Efficient Training for Visual Tracking with Deformable Transformer
This work addresses efficiency issues in visual object tracking for real-world applications, representing an incremental improvement over existing methods.
The paper tackles the problem of resource-intensive training and inference in Transformer-based visual tracking models by introducing DETRack, which uses a deformable transformer decoder and novel training techniques to reduce GFLOPs and training epochs, achieving 72.9% AO on GOT-10k with only 20% of the baseline training epochs.
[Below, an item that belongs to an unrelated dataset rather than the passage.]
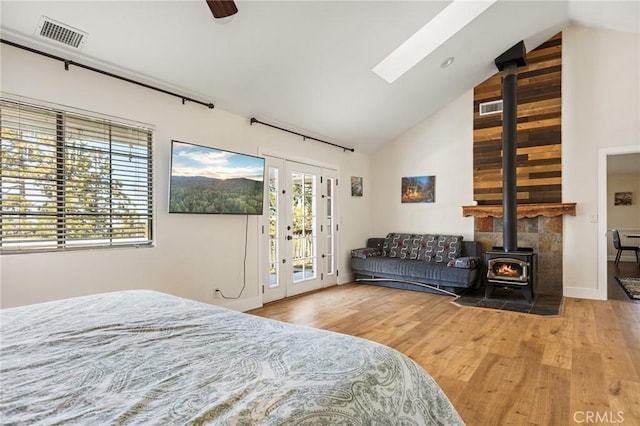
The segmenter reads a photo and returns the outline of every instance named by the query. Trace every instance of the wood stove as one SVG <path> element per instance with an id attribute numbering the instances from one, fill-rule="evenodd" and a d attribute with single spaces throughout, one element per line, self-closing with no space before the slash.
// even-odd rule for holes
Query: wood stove
<path id="1" fill-rule="evenodd" d="M 496 287 L 522 290 L 527 302 L 533 303 L 534 286 L 538 258 L 532 249 L 505 252 L 502 247 L 494 247 L 485 253 L 487 284 L 485 297 L 491 298 Z"/>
Recent Transformer-based visual tracking models have showcased superior performance. Nevertheless, prior works have been resource-intensive, requiring prolonged GPU training hours and incurring high GFLOPs during inference due to inefficient training methods and convolution-based target heads. This intensive resource use renders them unsuitable for real-world applications. In this paper, we present DETRack, a streamlined end-to-end visual object tracking framework. Our framework utilizes an efficient encoder-decoder structure where the deformable transformer decoder acting as a target head, achieves higher sparsity than traditional convolution heads, resulting in decreased GFLOPs. For training, we introduce a novel one-to-many label assignment and an auxiliary denoising technique, significantly accelerating model's convergence. Comprehensive experiments affirm the effectiveness and efficiency of our proposed method. For instance, DETRack achieves 72.9% AO on challenging GOT-10k benchmarks using only 20% of the training epochs required by the baseline, and runs with lower GFLOPs than all the transformer-based trackers.